Building a Streaming Pipeline: Lessons from 10M Events/Hour

When I started this project, I thought the hard part was going to be the machine learning — fitting an Isolation Forest model, tuning its contamination parameter, deciding what "anomaly" even means in the context of network telemetry logs. I was wrong. The ML piece ended up being almost trivial compared to what it actually takes to get data moving reliably at scale.

This post is about the infrastructure decisions that didn't show up in the Spark documentation, the things I figured out the hard way while building a real-time anomaly detection pipeline over a multi-node Hadoop cluster. We were processing somewhere north of 10 million events per hour by the time it was done. Here's what I learned.

10M+

Events
per Hour

68%

Preprocessing
Runtime Reduction

<500ms

Anomaly Detection
Latency

The Setup: Why Spark + Kafka + Hadoop?

The pipeline ingests log data through Kafka topics, processes it in micro-batches using Spark Structured Streaming, stores raw and processed data on HDFS, and feeds anomaly scores back to a downstream alert system. On paper it's a clean, well-understood stack. In practice, each of those boundaries — Kafka to Spark, Spark to HDFS, HDFS back to Spark — is where things got interesting.

I chose this stack partly because it's what serious production pipelines actually use, and partly because I wanted to work through the complexity myself rather than offloading it to a managed service. If I'm going to claim I understand distributed streaming, I wanted to have wrestled with the parts that managed services quietly fix for you.

Problem #1: Backpressure Isn't Automatic

Spark Structured Streaming has a config called maxOffsetsPerTrigger that controls how many Kafka offsets each micro-batch will consume. Early on, I left this unconfigured and let Spark consume as fast as possible. That worked fine in development, where my test data was clean and small. It fell apart in a realistic environment.

What happens without proper rate limiting is that during bursts — log spikes, deployment events, whatever causes your volume to jump — Spark tries to process everything at once. Batch durations blow past your trigger interval, tasks pile up, and you end up with exactly the kind of latency problem a real-time pipeline is supposed to prevent.
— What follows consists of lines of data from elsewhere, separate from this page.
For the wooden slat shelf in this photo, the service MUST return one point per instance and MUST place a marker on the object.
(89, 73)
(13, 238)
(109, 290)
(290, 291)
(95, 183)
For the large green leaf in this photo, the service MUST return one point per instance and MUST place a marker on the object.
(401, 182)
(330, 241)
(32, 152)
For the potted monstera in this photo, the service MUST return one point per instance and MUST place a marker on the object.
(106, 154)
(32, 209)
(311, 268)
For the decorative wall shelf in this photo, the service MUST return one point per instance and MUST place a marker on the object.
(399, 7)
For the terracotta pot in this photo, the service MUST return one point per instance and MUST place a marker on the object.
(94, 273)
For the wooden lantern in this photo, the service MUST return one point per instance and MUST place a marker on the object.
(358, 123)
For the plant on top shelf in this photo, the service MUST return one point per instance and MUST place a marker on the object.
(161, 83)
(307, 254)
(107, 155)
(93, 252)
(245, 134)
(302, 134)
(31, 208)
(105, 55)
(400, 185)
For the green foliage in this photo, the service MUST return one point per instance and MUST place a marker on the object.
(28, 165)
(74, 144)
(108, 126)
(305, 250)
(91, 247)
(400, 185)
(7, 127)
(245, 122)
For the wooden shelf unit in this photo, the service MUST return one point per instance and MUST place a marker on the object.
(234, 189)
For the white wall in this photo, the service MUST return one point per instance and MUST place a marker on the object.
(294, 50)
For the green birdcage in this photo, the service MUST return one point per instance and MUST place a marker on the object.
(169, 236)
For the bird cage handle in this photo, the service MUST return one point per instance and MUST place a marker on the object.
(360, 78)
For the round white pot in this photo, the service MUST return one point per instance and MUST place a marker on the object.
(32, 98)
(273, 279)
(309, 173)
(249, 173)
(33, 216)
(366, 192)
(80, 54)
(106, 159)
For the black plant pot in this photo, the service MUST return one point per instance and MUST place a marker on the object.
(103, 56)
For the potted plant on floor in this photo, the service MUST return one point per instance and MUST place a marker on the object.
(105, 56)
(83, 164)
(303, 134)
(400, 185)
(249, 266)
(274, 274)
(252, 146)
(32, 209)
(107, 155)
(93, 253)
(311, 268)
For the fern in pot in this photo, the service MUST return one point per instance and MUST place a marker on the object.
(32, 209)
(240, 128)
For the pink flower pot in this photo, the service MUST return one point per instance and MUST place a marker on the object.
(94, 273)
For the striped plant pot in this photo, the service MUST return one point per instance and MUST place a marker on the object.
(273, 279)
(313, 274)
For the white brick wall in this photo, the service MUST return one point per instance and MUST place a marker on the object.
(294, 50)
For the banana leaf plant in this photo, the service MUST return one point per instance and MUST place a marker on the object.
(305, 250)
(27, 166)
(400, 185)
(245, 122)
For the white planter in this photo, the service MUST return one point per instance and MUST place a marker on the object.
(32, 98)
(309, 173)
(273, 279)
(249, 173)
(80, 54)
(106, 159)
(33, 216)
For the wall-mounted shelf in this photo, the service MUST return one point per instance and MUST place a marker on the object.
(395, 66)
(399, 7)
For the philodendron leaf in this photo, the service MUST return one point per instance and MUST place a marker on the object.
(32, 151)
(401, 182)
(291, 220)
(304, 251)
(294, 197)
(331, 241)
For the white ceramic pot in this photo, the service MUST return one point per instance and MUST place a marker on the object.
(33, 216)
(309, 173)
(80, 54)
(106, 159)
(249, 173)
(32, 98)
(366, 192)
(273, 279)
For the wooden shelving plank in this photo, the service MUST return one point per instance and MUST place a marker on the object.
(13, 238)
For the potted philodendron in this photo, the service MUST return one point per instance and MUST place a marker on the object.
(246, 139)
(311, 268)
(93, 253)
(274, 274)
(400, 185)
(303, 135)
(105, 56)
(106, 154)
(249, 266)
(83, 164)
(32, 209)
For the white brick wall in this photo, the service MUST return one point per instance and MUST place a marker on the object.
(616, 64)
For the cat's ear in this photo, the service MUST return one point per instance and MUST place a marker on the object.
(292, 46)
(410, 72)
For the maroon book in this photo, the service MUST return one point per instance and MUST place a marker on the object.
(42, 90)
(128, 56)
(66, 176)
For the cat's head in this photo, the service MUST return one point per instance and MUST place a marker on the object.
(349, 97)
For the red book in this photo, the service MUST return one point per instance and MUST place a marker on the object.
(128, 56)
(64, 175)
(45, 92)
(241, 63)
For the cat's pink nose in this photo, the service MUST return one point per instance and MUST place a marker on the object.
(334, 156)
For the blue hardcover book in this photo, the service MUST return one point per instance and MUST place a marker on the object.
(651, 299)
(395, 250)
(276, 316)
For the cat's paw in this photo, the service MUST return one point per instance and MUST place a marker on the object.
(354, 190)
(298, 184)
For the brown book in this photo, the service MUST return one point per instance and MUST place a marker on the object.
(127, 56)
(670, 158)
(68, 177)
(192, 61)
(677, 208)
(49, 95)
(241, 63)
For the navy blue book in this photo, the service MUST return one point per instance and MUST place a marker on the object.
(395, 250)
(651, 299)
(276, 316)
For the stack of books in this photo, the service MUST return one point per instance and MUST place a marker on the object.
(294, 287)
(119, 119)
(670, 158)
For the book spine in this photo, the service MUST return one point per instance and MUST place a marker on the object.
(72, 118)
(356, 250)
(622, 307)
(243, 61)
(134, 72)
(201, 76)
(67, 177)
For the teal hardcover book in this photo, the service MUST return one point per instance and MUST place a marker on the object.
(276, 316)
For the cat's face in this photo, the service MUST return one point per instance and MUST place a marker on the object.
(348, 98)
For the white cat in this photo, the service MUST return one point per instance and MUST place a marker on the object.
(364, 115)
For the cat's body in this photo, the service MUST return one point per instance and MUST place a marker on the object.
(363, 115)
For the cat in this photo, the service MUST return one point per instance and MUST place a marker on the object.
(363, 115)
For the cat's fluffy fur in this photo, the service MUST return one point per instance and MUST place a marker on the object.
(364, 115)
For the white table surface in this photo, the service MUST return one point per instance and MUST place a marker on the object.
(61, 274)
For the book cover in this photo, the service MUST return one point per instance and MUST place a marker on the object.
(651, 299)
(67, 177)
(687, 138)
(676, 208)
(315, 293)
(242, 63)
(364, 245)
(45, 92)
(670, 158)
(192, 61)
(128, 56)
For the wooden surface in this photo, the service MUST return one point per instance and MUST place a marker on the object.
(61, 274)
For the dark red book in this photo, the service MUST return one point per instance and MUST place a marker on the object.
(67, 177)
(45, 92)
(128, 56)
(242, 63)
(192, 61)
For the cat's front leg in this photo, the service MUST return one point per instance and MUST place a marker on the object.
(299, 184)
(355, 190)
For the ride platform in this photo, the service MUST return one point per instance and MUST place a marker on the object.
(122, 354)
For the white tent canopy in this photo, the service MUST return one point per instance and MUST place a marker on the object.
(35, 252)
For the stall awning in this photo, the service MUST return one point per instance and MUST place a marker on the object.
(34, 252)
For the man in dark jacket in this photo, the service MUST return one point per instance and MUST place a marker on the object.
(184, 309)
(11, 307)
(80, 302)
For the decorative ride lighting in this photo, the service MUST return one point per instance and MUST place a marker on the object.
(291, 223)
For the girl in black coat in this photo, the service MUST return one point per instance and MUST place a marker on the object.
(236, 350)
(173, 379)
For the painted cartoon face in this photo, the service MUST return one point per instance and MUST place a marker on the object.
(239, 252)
# What I ended up with after tuning
spark.readStream \
    .format("kafka") \
    .option("kafka.bootstrap.servers", BROKERS) \
    .option("subscribe", TOPIC) \
    .option("maxOffsetsPerTrigger", 50000) \   # tune this
    .option("startingOffsets", "latest") \
    .load()

The right value for maxOffsetsPerTrigger depends entirely on your cluster size, your transformation complexity, and how much lag you can tolerate. For us, 50,000 offsets per trigger with a 10-second micro-batch interval gave us the throughput we needed without batch durations creeping up over time. But honestly — this is empirical. You have to monitor it, watch your batch durations in the Spark UI, and adjust.

The Spark UI's "Streaming" tab is criminally underused. Batch duration trends will tell you more about the health of your pipeline than almost anything else. If durations are monotonically increasing over time, something is wrong — either your rate limit is too loose or a transformation is getting more expensive as state accumulates.

Problem #2: Watermarking and the Late Data Trap

Watermarking in Spark Structured Streaming is how you handle late-arriving data — events that were generated at time T but don't show up in your pipeline until T + some delay. The watermark tells Spark how long to wait before finalizing a window.

The gotcha is subtle: your watermark needs to be long enough to absorb your real late-data distribution, but short enough that state doesn't grow unboundedly. In our case, log data from some nodes arrived with delays of up to 45 seconds due to buffering at the edge. I initially set a watermark of 30 seconds. This meant we were dropping a non-trivial fraction of events silently — no error, no warning, just gone from the window aggregations.

# Watermark on event_time, not processing_time
events \
    .withWatermark("event_time", "90 seconds") \
    .groupBy(
        window("event_time", "1 minute"),
        "host_id"
    ) \
    .agg(count("*").alias("event_count"))

The fix was bumping the watermark to 90 seconds and actually measuring our late-arrival distribution rather than guessing at it. Something I should have done from the start. If you're building anything time-windowed, instrument your pipeline to log the difference between event_time and processing_time early — it'll save you debugging hours later.

The MapReduce Shift: Where the 68% Came From

The initial feature engineering step — transforming raw log lines into feature vectors the Isolation Forest could consume — was running on Spark alone, as a single-stage transformation. For small batches this was fine. As the data volume grew and we started processing historical 50GB+ log dumps in addition to the live stream, the single-node preprocessing time became a genuine bottleneck.

The shift was to move the heavy feature engineering into custom MapReduce jobs running directly on HDFS, parallelized across the cluster, and then have Spark consume the pre-processed feature files rather than raw logs. The Map phase extracted and cleaned individual log fields. The Reduce phase aggregated per-host event statistics over configurable time windows.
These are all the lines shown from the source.